Female legislators, community members and Republican campaigners talked to the group – which included a handful of University students – about how women can play a role in politics.
The event gave young Republican women a chance to learn more about the party and get involved, said organizer Tara Anderson, executive director of the College Republicans at the University.
About 30 attendees spent the day listening to guest speakers talk about issues such as fiscal policy, family values and education.
University junior Missy Graner said she enjoyed attending the forums, particularly a discussion about abortion.
Graner, a member of the College Republicans at the University, said the events connect Republican women to government issues.
“It’s good to get women interested in government,” she said. “We don’t want it to be male-dominated.”
To conclude the retreat, the group volunteered for the Bush-Cheney campaign in St. Paul. It made phone calls and went out into a neighborhood to campaign.
Volunteering at the campaign headquarters in Minnesota was “great,” Graner said. She said it is important for women to get involved in the election.
Molly Murphy, regional field director for the Bush-Cheney 2004 campaign, spoke to the group during the retreat about how to get involved with the presidential campaign.
“This is going to be a historic election,” Murphy said.

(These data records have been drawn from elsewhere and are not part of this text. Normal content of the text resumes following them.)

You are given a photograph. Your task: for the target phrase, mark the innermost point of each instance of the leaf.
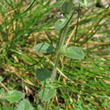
(65, 7)
(42, 74)
(47, 93)
(60, 23)
(14, 96)
(1, 79)
(43, 48)
(83, 3)
(25, 105)
(74, 52)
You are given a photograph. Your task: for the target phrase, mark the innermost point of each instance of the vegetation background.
(83, 84)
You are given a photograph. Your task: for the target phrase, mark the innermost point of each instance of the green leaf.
(65, 7)
(14, 96)
(73, 52)
(25, 105)
(2, 93)
(1, 79)
(47, 93)
(83, 3)
(60, 23)
(43, 48)
(42, 74)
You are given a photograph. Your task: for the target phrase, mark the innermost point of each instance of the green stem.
(62, 39)
(6, 105)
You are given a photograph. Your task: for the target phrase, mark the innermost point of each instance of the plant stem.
(62, 39)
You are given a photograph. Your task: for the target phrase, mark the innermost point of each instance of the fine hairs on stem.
(62, 39)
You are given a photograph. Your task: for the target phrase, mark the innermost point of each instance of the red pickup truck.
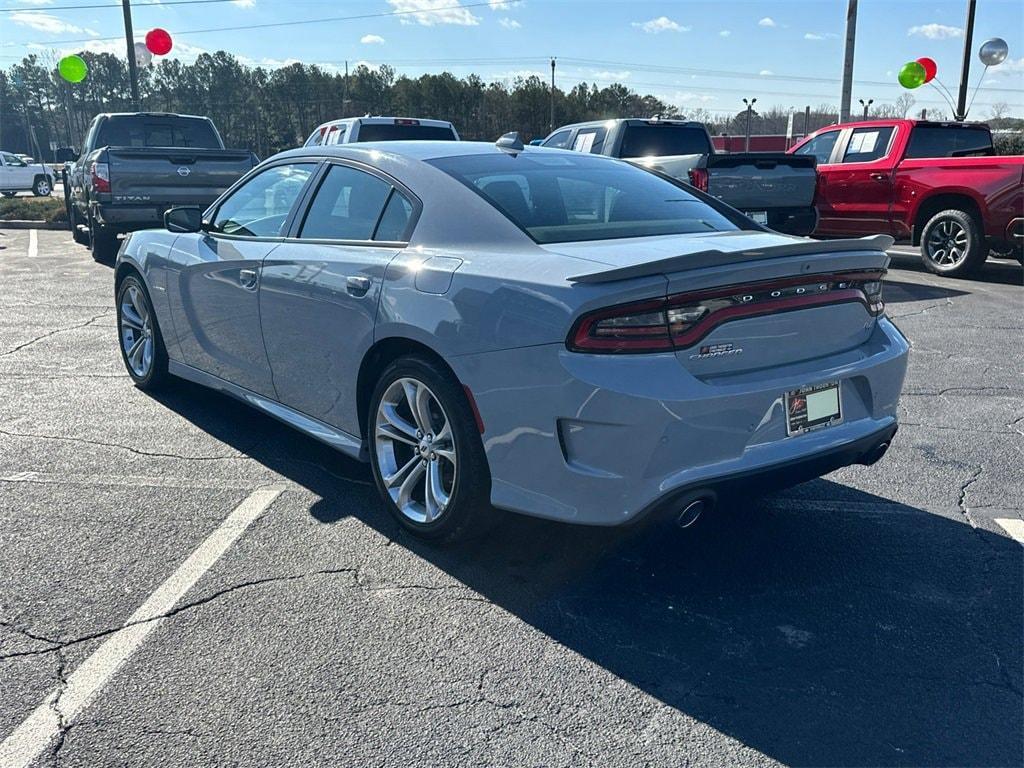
(939, 185)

President George W. Bush has a good chance to win Minnesota this year and Republicans need to help make that happen, she said.

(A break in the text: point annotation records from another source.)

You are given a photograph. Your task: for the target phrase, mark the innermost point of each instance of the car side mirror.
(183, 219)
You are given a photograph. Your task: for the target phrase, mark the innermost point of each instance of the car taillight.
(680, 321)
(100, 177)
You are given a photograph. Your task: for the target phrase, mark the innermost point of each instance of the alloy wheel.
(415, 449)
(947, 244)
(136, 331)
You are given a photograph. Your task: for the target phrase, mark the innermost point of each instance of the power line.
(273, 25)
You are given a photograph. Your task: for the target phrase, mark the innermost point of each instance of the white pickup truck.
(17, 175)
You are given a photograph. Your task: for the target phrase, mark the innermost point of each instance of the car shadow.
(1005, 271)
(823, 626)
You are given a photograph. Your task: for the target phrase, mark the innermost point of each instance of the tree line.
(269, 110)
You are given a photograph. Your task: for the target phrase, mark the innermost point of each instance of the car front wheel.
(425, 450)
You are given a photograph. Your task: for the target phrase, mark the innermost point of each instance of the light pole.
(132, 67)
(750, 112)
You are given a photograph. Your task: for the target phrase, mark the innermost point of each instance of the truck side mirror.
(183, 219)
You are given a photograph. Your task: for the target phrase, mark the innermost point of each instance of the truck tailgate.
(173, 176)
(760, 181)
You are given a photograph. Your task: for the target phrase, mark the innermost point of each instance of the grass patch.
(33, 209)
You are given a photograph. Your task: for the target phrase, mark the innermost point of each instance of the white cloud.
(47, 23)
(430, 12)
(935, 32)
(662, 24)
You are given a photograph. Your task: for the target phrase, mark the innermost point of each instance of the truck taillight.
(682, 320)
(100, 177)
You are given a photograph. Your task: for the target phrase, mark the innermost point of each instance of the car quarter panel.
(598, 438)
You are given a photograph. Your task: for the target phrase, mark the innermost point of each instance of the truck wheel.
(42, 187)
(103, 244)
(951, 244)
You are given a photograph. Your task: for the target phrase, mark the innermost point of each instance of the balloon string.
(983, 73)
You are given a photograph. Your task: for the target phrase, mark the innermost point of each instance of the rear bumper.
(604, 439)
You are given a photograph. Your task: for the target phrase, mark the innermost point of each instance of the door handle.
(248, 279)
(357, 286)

“Volunteers will make the difference,” she said. “The president will not win Minnesota unless everybody gives it all they can.”

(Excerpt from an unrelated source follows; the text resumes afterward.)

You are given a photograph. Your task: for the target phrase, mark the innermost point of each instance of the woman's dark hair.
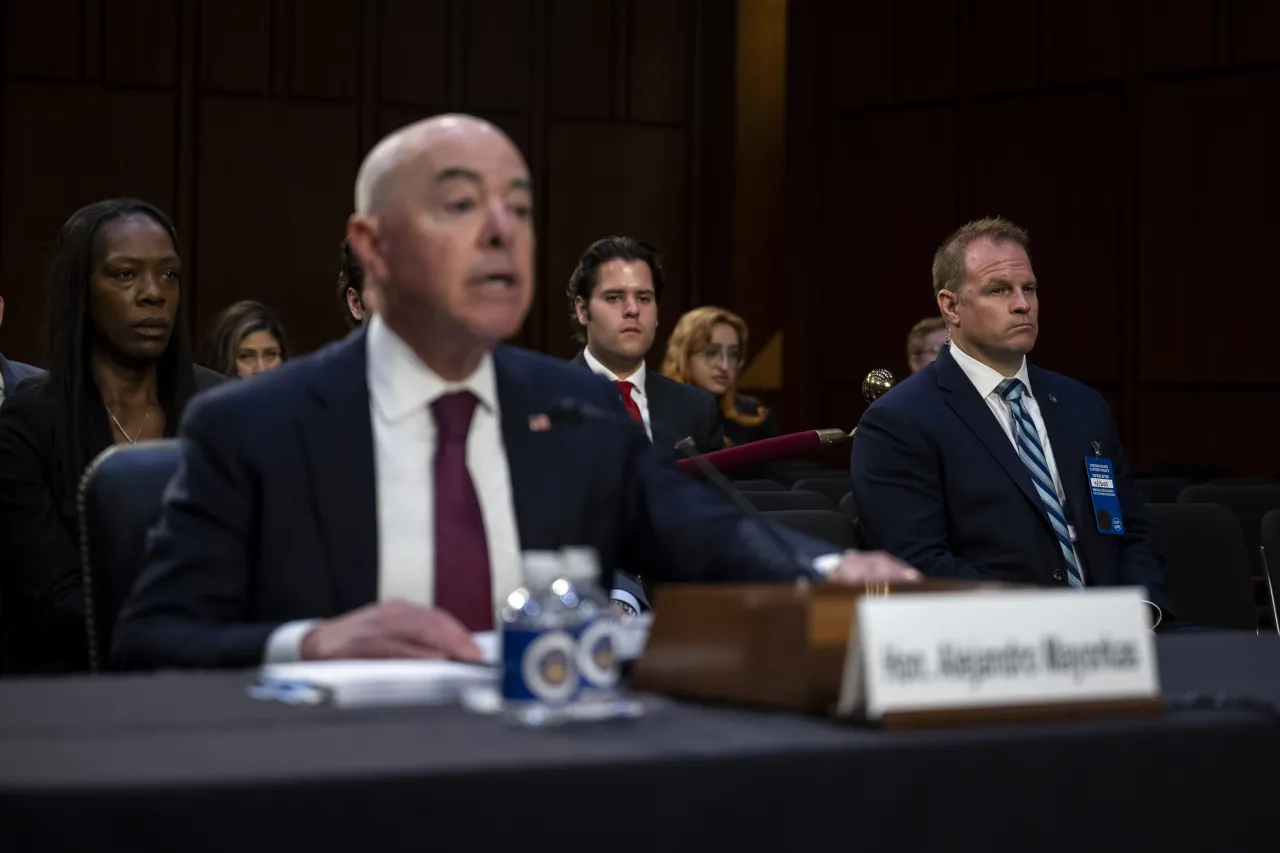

However, University Democrats disagreed with such predictions.
“I don’t think saying Bush will win Minnesota is a valid claim,” said Austin Miller, president of the DFL at the University. “People will recognize the bad things that happened when Bush got into office.”
He said Minnesotans will not vote for Bush because the state is traditionally liberal.
Miller’s organization will actively campaign for Democratic presidential candidate Sen. John Kerry, D-Mass., on campus this fall, he said.
Retreat speaker Cheri Pierson Yecke criticized Democrats in the State Senate in addition to praising Republicans.
Gov. Tim Pawlenty nominated Yecke to be the education commissioner in Minnesota last year, but she was removed from her job when the Senate rejected her nomination in April.
Yecke said she was the target of partisan politics, and said Democrats broke a promise to confirm her.
“You can’t trust Democrats when they give their word,” she said. “They should be embarrassed.”
She said Democrats feared change and tried to embarrass Pawlenty by not confirming her.
But Sen. Steve Kelley, DFL-Hopkins, said Senate Democrats did not make a deal to confirm Yecke.
He also said she was not the target of partisan politics or a plot to embarrass the governor.
“She’s the only one that thinks she’s embarrassing to the governor,” he said. “We didn’t believe she was good for education.”